Archivematica is an open-source suite of tools designed to ingest diverse digital content and prepare AIPs for long-term storage. Once an AIP is generated it is not dependent on Archivematica for retrieval, and can be opened using any standard file browser. The concept of an AIP is derived from the ISO 14721:2012 Reference Model for an Open Archival Information System (OAIS), which defines it as “[a]n Information Package, consisting of the Content Information and the associated Preservation Description Information (PDI), which is preserved within an OAIS.”
Content Information
In an Archivematica AIP, the Content Information consists primarily of the originally ingested digital objects and any preservation versions of the objects created to mitigate the risk of format obsolescence over time. The preservation copies typically have the same filenames as the original objects but with different file extensions and with UUIDs appended to the filename. For example, for an original file named BBhelemet.ai the preservation version may be named BBhelmet-e3a3988d-8149-49ea-adc5-c255fb68d4f9.pdf.
The originally ingested digital objects and any preservation versions are located in the objects directory of the AIP. There will be nested subdirectories in the object directory if these subdirectories were included in the original transfer or added during SIP arrangement. The objects directory also includes a submissiondocumentatio folder and a metadata folder. The submissiondocumentation folder contains documentation such as donor agreements and transfer forms, if included the original transfer, as well as a METS file that records the contents of the original transfer(s) from which the AIP was created. The objects directory may also contain a metadata folder, which holds any metadata files included in the original transfer, and any OCR text files generated during processing.
Preservation Description Information (PDI)
The PDI in an Archivematica AIP is recorded in a METS XML file. METS is maintained by the Library of Congress, which defines it as “a standard for encoding descriptive, administrative, and structural metadata regarding objects within a digital library, expressed using the XML schema language of the World Wide Web Consortium.” In the Archivematica AIP the METS filename is composed of the filename METS with a UUID file extension and an XML file extension; for example METS.0ad8cdab-dbbf-4863-8a4d-9a675c227216.xml.
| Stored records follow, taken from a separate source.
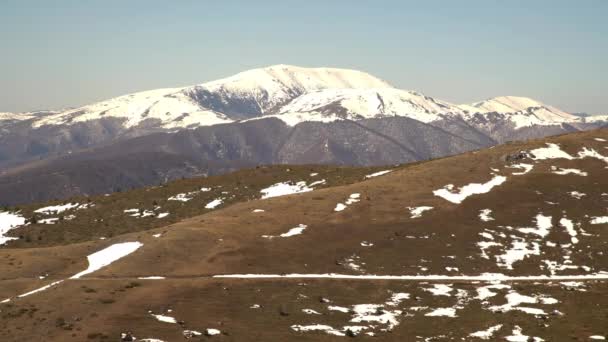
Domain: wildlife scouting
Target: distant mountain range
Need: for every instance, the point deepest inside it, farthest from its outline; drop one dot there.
(279, 114)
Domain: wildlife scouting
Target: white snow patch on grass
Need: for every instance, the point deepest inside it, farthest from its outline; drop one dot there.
(9, 221)
(292, 232)
(317, 327)
(525, 167)
(353, 198)
(488, 333)
(340, 207)
(285, 188)
(379, 173)
(183, 197)
(468, 190)
(440, 290)
(569, 225)
(107, 256)
(577, 194)
(165, 319)
(212, 332)
(56, 209)
(442, 312)
(543, 225)
(485, 215)
(416, 212)
(519, 250)
(599, 220)
(310, 312)
(514, 300)
(213, 204)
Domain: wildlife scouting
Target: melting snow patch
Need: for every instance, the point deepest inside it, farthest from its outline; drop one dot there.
(353, 198)
(107, 256)
(184, 197)
(139, 212)
(339, 207)
(440, 290)
(485, 215)
(486, 292)
(514, 300)
(151, 278)
(519, 251)
(488, 333)
(543, 224)
(165, 319)
(442, 312)
(397, 298)
(552, 151)
(379, 173)
(599, 220)
(9, 221)
(519, 337)
(292, 232)
(577, 195)
(338, 308)
(468, 190)
(375, 313)
(212, 332)
(416, 212)
(44, 288)
(56, 209)
(525, 167)
(310, 312)
(566, 223)
(563, 172)
(284, 188)
(317, 327)
(214, 203)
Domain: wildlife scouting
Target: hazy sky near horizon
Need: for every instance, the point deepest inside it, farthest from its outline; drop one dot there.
(63, 53)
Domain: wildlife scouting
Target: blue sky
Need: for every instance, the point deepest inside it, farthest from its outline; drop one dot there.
(69, 53)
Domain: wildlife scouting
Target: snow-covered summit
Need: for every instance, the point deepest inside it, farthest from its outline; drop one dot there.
(15, 116)
(521, 111)
(245, 95)
(371, 102)
(296, 94)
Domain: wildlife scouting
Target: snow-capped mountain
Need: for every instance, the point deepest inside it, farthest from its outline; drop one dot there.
(520, 111)
(245, 95)
(356, 104)
(597, 118)
(15, 116)
(295, 94)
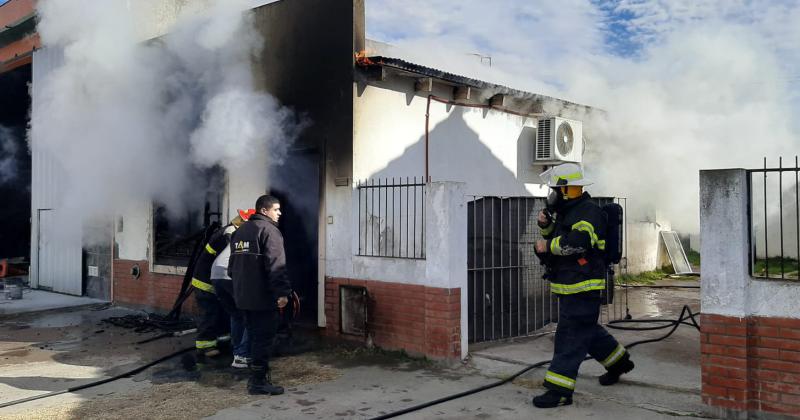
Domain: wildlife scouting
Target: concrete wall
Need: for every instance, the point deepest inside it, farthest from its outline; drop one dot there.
(646, 250)
(442, 273)
(728, 287)
(750, 328)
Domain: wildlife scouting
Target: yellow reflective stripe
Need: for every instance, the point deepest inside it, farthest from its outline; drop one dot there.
(555, 246)
(205, 344)
(587, 227)
(584, 286)
(203, 286)
(614, 356)
(573, 176)
(559, 380)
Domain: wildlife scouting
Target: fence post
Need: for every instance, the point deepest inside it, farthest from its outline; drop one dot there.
(725, 245)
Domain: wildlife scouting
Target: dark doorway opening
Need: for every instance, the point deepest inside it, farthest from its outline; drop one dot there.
(296, 183)
(15, 164)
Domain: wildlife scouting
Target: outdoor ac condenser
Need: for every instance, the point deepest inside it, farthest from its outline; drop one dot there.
(558, 140)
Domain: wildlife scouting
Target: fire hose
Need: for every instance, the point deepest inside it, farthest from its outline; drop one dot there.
(613, 324)
(686, 314)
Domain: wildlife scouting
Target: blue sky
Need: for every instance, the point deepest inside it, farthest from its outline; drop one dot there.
(686, 84)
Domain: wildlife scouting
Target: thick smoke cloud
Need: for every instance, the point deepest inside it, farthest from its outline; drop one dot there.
(684, 85)
(8, 153)
(130, 119)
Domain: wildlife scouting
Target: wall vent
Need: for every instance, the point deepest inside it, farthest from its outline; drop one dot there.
(353, 310)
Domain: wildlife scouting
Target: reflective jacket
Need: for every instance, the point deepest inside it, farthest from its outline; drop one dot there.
(258, 265)
(575, 242)
(219, 270)
(201, 277)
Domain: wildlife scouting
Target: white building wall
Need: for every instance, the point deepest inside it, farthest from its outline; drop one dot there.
(489, 150)
(727, 288)
(645, 247)
(55, 239)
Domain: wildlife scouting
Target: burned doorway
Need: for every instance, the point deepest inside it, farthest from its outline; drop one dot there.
(296, 183)
(15, 164)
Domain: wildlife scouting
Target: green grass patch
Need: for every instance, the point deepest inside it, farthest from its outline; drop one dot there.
(647, 277)
(774, 265)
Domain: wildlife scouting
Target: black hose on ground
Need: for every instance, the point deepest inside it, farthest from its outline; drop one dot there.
(674, 323)
(100, 382)
(670, 323)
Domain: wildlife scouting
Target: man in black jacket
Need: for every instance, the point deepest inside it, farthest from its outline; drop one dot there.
(260, 286)
(573, 248)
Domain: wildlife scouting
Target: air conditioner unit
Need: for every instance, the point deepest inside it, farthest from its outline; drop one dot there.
(558, 140)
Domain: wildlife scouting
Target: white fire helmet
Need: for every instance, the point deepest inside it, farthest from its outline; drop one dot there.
(566, 174)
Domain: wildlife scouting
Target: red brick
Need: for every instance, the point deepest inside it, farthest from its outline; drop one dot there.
(791, 400)
(726, 361)
(736, 330)
(765, 353)
(764, 331)
(737, 394)
(790, 333)
(779, 408)
(713, 328)
(726, 382)
(778, 343)
(719, 391)
(767, 396)
(780, 388)
(780, 322)
(725, 403)
(790, 356)
(728, 340)
(777, 365)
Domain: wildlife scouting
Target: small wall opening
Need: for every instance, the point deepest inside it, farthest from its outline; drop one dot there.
(353, 310)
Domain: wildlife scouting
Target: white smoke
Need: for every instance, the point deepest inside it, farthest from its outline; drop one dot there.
(132, 120)
(709, 86)
(8, 153)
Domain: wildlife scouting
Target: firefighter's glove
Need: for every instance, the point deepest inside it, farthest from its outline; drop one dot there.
(541, 246)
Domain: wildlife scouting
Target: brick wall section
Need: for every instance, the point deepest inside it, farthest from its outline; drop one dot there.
(418, 319)
(151, 291)
(751, 364)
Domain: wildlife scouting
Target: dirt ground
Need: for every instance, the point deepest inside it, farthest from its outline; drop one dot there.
(52, 351)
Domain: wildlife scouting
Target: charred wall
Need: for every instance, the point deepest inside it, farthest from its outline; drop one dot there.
(15, 164)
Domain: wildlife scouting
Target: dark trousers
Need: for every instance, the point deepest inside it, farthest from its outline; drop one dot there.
(576, 335)
(261, 327)
(224, 289)
(212, 321)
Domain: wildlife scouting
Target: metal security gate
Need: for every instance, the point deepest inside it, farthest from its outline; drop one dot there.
(507, 296)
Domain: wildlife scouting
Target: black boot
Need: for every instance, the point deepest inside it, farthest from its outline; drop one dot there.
(552, 399)
(615, 371)
(260, 382)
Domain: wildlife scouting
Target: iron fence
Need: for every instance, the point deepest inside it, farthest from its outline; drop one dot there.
(507, 296)
(774, 226)
(391, 217)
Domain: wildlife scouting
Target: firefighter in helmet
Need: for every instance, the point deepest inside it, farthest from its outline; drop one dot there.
(213, 325)
(574, 231)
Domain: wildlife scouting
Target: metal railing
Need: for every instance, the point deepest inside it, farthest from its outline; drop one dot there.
(391, 217)
(774, 228)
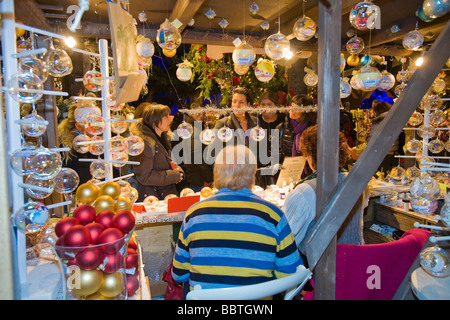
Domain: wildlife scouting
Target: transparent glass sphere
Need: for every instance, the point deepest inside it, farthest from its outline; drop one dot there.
(25, 87)
(32, 217)
(43, 163)
(277, 46)
(39, 194)
(33, 65)
(225, 134)
(58, 62)
(66, 181)
(413, 40)
(207, 136)
(185, 130)
(434, 260)
(93, 81)
(135, 145)
(415, 119)
(363, 15)
(304, 28)
(33, 129)
(99, 169)
(244, 54)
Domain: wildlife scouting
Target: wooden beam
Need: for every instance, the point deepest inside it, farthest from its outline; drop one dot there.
(328, 92)
(377, 147)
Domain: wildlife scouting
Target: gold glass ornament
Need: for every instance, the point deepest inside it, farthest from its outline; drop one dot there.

The METS file typically consists of the following standard METS sections:
-metsHdr (METS header): basic information about the METS file;
-dmdSec (descriptive metadata section): descriptive metadata about the digital objects;
-amdSec (administrative metadata section): technical and provenance information about the digital objects;
-fileSec (file section): a list of the digital objects and an indication of their role in the AIP (original, preservation, metadata, submission documentation, license etc.);
-structMap (structural map): a physical or logical ordering of the digital objects.
The technical and provenance information in the METS amdSec is recorded as PREMIS metadata....
Use case: Create and Use a Bag Profile
https://github.com/ruebot/bagit-profiles
Archivematica could define a bag profile and reference this in the AIP's it produces. This would help make AIP's more easily machine readable.